Documentation
Zammad Connector
For a general introduction to the connector, please refer to RheinInsights Zammad Enterprise Search and RAG Connector.
Zammad Configuration
The connector uses an Pesonal Access token or basic authentication to authenticate against the Zammad APIs.
Basic Authentication
When using basic authentication, a username and password is needed. The connector then authenticates using these credentials. A two-factor authentication must not be activated.
Please note that the connector user must be able to access the tickets and knowledge articles which should be indexed. Moreover, it must have read access to roles and users in your Zammad instance.
Personal Access Token
To create a token, please do the following. As an administrator or with the according permissions do the following
Click on your user profile icon
Open profile
Click on token access
Click on create to create a new token
Give the token a descriptive name
Leave the expiration date empty or make a note of the expiration date
Add the following permissions:
knowledge_base.editor
ticket.agent
admin.role (if needed)
admin.user (if needed)
Click on create
Copy the displayed token, as it is needed in the next step. Click on OK.

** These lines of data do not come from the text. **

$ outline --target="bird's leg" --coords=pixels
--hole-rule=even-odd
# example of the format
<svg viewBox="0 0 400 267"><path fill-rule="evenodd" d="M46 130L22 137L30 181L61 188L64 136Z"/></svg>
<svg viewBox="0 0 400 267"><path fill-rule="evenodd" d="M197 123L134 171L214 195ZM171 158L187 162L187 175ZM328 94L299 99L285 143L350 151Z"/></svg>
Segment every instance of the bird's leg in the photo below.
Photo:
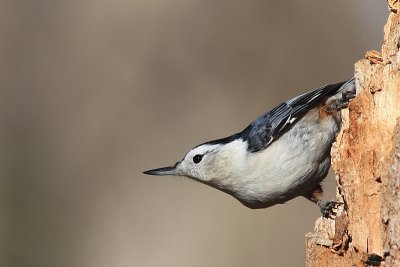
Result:
<svg viewBox="0 0 400 267"><path fill-rule="evenodd" d="M305 194L304 197L319 206L322 216L324 216L325 218L333 219L336 215L336 212L334 210L343 203L334 200L322 201L322 194L322 186L321 184L317 184L310 192Z"/></svg>

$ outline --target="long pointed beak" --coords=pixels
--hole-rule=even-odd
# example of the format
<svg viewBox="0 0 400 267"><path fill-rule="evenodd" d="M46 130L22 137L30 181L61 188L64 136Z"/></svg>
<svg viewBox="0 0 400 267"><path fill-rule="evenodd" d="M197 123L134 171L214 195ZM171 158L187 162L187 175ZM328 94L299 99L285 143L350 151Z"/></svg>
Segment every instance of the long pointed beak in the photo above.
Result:
<svg viewBox="0 0 400 267"><path fill-rule="evenodd" d="M180 175L179 170L176 168L177 166L178 164L175 164L175 166L148 170L143 173L148 175Z"/></svg>

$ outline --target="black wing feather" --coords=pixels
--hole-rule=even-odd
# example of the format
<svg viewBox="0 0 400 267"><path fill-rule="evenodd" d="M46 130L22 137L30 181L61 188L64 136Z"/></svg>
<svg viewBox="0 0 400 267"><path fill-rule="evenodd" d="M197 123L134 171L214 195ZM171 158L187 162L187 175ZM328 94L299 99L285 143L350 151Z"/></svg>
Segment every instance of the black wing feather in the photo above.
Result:
<svg viewBox="0 0 400 267"><path fill-rule="evenodd" d="M250 152L268 147L274 140L287 131L305 112L321 102L321 98L334 95L346 82L322 86L279 104L269 112L259 116L241 133L248 143Z"/></svg>

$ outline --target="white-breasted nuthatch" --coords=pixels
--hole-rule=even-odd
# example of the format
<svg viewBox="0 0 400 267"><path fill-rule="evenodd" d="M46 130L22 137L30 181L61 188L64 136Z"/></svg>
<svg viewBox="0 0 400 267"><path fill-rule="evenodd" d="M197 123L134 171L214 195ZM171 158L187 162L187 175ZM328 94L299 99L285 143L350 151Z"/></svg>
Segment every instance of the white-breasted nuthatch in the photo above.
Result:
<svg viewBox="0 0 400 267"><path fill-rule="evenodd" d="M243 131L191 149L170 167L145 171L178 175L217 188L258 209L304 196L325 217L340 203L322 201L341 109L356 95L355 79L322 86L281 103Z"/></svg>

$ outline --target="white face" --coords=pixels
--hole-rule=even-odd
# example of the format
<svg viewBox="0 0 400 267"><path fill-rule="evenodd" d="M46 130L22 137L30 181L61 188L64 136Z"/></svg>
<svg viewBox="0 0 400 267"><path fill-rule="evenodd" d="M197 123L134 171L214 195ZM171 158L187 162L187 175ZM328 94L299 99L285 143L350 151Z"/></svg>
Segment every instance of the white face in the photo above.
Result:
<svg viewBox="0 0 400 267"><path fill-rule="evenodd" d="M209 182L217 178L216 176L221 172L221 167L216 166L220 162L220 150L221 145L205 144L195 147L186 154L176 168L181 175Z"/></svg>
<svg viewBox="0 0 400 267"><path fill-rule="evenodd" d="M235 140L227 144L204 144L190 150L174 166L144 172L150 175L181 175L217 186L243 174L247 144Z"/></svg>

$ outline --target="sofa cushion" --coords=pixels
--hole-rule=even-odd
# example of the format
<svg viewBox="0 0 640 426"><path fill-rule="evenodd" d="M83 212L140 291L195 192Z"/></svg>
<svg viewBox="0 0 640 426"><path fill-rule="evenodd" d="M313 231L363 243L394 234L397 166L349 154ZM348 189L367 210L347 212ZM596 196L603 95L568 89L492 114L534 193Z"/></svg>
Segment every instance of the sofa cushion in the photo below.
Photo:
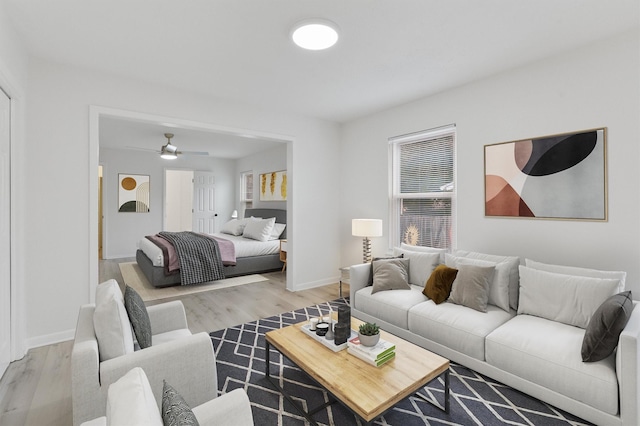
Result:
<svg viewBox="0 0 640 426"><path fill-rule="evenodd" d="M367 286L355 294L355 309L379 318L400 328L407 328L409 309L428 300L422 294L422 287L412 285L408 291L382 291L371 294L372 287Z"/></svg>
<svg viewBox="0 0 640 426"><path fill-rule="evenodd" d="M371 294L386 290L409 290L409 260L394 259L373 262L373 289Z"/></svg>
<svg viewBox="0 0 640 426"><path fill-rule="evenodd" d="M586 328L598 307L618 289L619 280L578 277L520 266L518 314Z"/></svg>
<svg viewBox="0 0 640 426"><path fill-rule="evenodd" d="M513 316L496 306L479 312L462 305L432 300L409 310L409 331L470 357L484 360L485 337Z"/></svg>
<svg viewBox="0 0 640 426"><path fill-rule="evenodd" d="M507 279L509 281L509 284L508 284L509 307L512 309L518 309L518 292L520 290L520 276L518 271L518 266L520 266L519 257L500 256L495 254L485 254L485 253L478 253L478 252L466 251L466 250L456 250L454 255L456 257L464 257L467 259L478 259L478 260L484 260L487 262L493 262L498 266L497 270L499 271L500 276L503 274L503 272L501 271L504 269L505 270L504 273L506 273ZM497 303L497 302L490 302L490 303L505 309L504 306L500 303ZM509 307L507 307L505 311L508 311Z"/></svg>
<svg viewBox="0 0 640 426"><path fill-rule="evenodd" d="M127 310L133 333L141 349L151 346L151 321L142 297L129 286L124 290L124 307Z"/></svg>
<svg viewBox="0 0 640 426"><path fill-rule="evenodd" d="M164 426L199 425L191 407L176 390L163 380L162 387L162 421Z"/></svg>
<svg viewBox="0 0 640 426"><path fill-rule="evenodd" d="M609 278L618 280L618 290L616 293L624 291L627 273L624 271L600 271L598 269L579 268L577 266L552 265L549 263L536 262L535 260L525 259L524 266L538 271L553 272L556 274L574 275L577 277L590 278Z"/></svg>
<svg viewBox="0 0 640 426"><path fill-rule="evenodd" d="M162 426L156 399L142 368L133 368L109 386L107 424Z"/></svg>
<svg viewBox="0 0 640 426"><path fill-rule="evenodd" d="M440 253L427 253L394 248L393 254L409 259L409 284L424 286L440 264Z"/></svg>
<svg viewBox="0 0 640 426"><path fill-rule="evenodd" d="M489 283L494 269L493 266L458 264L458 274L453 280L449 302L487 312Z"/></svg>
<svg viewBox="0 0 640 426"><path fill-rule="evenodd" d="M593 314L582 341L582 360L594 362L605 359L618 346L620 333L633 311L630 291L611 296Z"/></svg>
<svg viewBox="0 0 640 426"><path fill-rule="evenodd" d="M486 339L486 361L508 373L611 415L618 412L615 356L584 363L584 330L531 315L517 315Z"/></svg>
<svg viewBox="0 0 640 426"><path fill-rule="evenodd" d="M449 297L456 275L458 275L457 269L449 268L447 265L438 265L427 280L422 294L439 305Z"/></svg>
<svg viewBox="0 0 640 426"><path fill-rule="evenodd" d="M98 341L100 361L133 352L131 323L116 280L105 281L96 288L93 328Z"/></svg>

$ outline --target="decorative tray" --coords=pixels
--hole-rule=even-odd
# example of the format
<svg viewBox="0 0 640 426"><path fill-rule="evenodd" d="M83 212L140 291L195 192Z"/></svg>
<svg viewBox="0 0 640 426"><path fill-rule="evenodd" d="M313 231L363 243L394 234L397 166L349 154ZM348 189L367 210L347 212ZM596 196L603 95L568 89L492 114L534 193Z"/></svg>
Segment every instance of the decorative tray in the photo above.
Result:
<svg viewBox="0 0 640 426"><path fill-rule="evenodd" d="M334 323L335 324L335 323ZM327 340L324 338L324 336L318 336L316 334L315 331L311 331L309 329L309 327L311 327L309 324L305 324L302 327L300 327L300 330L302 330L302 332L304 334L306 334L307 336L317 340L318 342L322 343L323 345L325 345L326 347L328 347L329 349L331 349L334 352L340 352L341 350L347 349L347 342L356 337L358 335L358 333L356 333L355 331L351 330L351 335L349 336L349 338L347 338L347 342L341 344L341 345L336 345L335 343L333 343L333 339L331 340Z"/></svg>

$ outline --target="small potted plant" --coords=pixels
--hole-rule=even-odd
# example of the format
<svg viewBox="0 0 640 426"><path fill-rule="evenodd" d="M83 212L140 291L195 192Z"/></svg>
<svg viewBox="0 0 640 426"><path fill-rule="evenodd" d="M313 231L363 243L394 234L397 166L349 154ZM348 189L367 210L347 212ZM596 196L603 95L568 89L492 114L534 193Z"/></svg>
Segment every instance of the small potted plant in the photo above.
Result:
<svg viewBox="0 0 640 426"><path fill-rule="evenodd" d="M365 322L358 328L358 339L362 346L375 346L380 340L380 327L376 323Z"/></svg>

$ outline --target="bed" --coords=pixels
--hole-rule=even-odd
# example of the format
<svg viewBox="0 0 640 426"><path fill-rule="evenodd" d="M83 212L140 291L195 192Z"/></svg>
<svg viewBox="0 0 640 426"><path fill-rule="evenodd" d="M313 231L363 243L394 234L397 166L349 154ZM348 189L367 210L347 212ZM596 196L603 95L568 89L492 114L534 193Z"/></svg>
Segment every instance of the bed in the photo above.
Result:
<svg viewBox="0 0 640 426"><path fill-rule="evenodd" d="M245 211L245 217L251 216L265 219L275 217L277 224L286 225L287 223L286 210L247 209ZM236 264L224 266L224 275L226 278L282 270L283 263L280 260L279 239L263 243L242 236L233 236L224 233L217 233L215 236L232 241L236 247ZM287 230L285 228L280 235L280 239L286 238ZM167 274L165 261L162 257L162 250L157 246L155 246L154 249L154 246L155 245L150 243L146 237L140 241L138 250L136 251L136 262L138 266L140 266L140 269L154 287L180 285L180 271L178 270Z"/></svg>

Content Source Configuration
The content source configuration of the connector comprises the following mandatory configuration fields.
Within the connector’s configuration please add the following information:
Instance base url. Is the base url of your Zammad installation, it looks like https://zammad.org.com:<port>.

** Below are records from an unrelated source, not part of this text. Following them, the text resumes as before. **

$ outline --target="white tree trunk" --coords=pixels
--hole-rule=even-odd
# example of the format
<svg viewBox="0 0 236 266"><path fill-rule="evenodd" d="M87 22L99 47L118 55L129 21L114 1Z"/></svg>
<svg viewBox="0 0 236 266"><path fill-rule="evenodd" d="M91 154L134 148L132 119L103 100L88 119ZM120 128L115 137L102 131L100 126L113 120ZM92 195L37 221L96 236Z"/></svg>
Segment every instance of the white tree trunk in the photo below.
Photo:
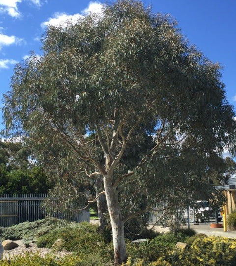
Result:
<svg viewBox="0 0 236 266"><path fill-rule="evenodd" d="M112 186L112 177L104 177L104 188L112 230L114 262L121 264L127 260L124 239L124 223L115 189Z"/></svg>
<svg viewBox="0 0 236 266"><path fill-rule="evenodd" d="M104 186L103 185L103 179L102 176L98 176L96 179L96 196L103 191ZM105 230L105 227L107 224L105 218L105 213L107 211L106 205L106 198L105 195L101 195L97 198L97 213L99 218L99 226L102 229Z"/></svg>

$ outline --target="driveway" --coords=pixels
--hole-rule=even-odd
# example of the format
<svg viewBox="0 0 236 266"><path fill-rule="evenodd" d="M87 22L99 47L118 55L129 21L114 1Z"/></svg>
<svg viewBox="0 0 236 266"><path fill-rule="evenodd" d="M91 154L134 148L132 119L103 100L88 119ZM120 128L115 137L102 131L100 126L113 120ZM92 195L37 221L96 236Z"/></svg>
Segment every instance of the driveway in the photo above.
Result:
<svg viewBox="0 0 236 266"><path fill-rule="evenodd" d="M149 228L152 226L150 225ZM183 228L187 229L188 226L183 226ZM207 236L217 236L221 237L227 237L228 238L236 238L236 231L224 231L224 228L211 228L210 223L200 223L199 224L190 223L190 228L194 229L197 233L203 233ZM169 231L168 227L164 228L163 226L156 225L153 228L155 230L161 233L165 233Z"/></svg>

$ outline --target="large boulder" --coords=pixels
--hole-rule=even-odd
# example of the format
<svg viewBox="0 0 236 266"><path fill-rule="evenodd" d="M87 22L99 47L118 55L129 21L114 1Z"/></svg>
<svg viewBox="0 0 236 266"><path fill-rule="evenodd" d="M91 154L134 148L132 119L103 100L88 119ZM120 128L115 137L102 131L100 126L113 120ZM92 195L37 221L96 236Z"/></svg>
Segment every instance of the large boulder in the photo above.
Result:
<svg viewBox="0 0 236 266"><path fill-rule="evenodd" d="M11 250L18 246L18 244L11 240L5 240L2 242L4 250Z"/></svg>

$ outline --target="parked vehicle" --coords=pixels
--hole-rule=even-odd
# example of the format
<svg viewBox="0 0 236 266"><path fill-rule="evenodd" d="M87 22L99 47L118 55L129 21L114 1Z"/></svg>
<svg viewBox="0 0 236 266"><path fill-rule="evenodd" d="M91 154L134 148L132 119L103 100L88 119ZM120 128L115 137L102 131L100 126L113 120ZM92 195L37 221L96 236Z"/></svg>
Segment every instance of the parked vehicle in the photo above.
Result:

Public keys for SSL certificates: this configuration is needed, if you run the environment with self-signed certificates, or certificates which are not known to the Java key store.
We use a straight-forward approach to validate SSL certificates. In order to render a certificate valid, add the modulus of the public key into this text field. You can access this modulus by viewing the certificate within the browser.

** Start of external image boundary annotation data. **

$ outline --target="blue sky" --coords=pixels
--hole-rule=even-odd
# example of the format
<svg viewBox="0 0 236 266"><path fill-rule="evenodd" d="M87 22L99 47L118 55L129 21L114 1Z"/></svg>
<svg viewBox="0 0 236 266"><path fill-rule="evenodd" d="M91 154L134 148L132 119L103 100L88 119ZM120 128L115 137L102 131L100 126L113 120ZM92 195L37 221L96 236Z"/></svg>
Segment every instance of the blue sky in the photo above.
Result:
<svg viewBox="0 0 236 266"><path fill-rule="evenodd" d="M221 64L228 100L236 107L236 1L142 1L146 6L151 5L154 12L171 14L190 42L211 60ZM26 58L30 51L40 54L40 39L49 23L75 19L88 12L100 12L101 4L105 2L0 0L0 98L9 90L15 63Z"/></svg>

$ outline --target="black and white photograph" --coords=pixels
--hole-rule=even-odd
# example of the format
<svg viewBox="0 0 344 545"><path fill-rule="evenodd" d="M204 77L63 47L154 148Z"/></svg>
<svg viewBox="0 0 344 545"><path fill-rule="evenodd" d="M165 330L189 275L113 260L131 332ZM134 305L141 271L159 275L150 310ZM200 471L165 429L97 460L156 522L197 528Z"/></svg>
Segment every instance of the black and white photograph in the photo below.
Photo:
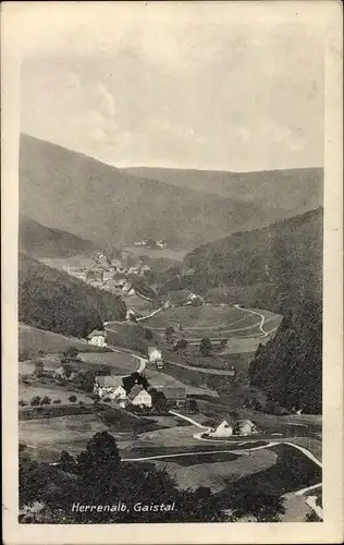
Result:
<svg viewBox="0 0 344 545"><path fill-rule="evenodd" d="M44 3L20 65L17 522L323 523L323 21Z"/></svg>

Authentication method. Here either choose personal access token or basic authentication.
(Basic authentication) Login of the crawl user for basic auth. See the section on basic auth as authentication above.
(Basic authentication) Password of the crawl user for basic auth. See the section on basic auth as authentication above.
(Personal access token) API Token. This is the API token from above.
Rate limiting per second: You can specify the number of API calls per second.
Index external ticket views.
If enabled, each ticket will be indexed twice. Once with the information an agent is allowed to see and ACLs for users with the according agent role and with the information the customer is allowed to see.
If this is disabled (default), only the agent view is indexed.Index articles. This will enable crawling articles.
Index draft articles. Enable this to index articles which are in draft state.
Index outdated articles. Enable this to index articles which are marked as being archived.
After entering the configuration parameters, click on validate. This validates the content crawl configuration directly against the content source. If there are issues when connecting, the validator will indicate these on the page. Otherwise, you can save the configuration and continue with Content Transformation configuration.
Recommended Crawl Schedules
Content Crawls
The connector supports incremental crawls. These are based on the information the API provides for tickets. This however does not include deleted items and also not new knowledge articles.
So the change log is incomplete and depending on your requirements, we recommend to run a Full Scan every day to detect new comments and issues as well as deleted items.
For more information see Crawl Scheduling .
Principal Crawls
Depending on your requirements, we recommend to run a Full Principal Scan every day or less often.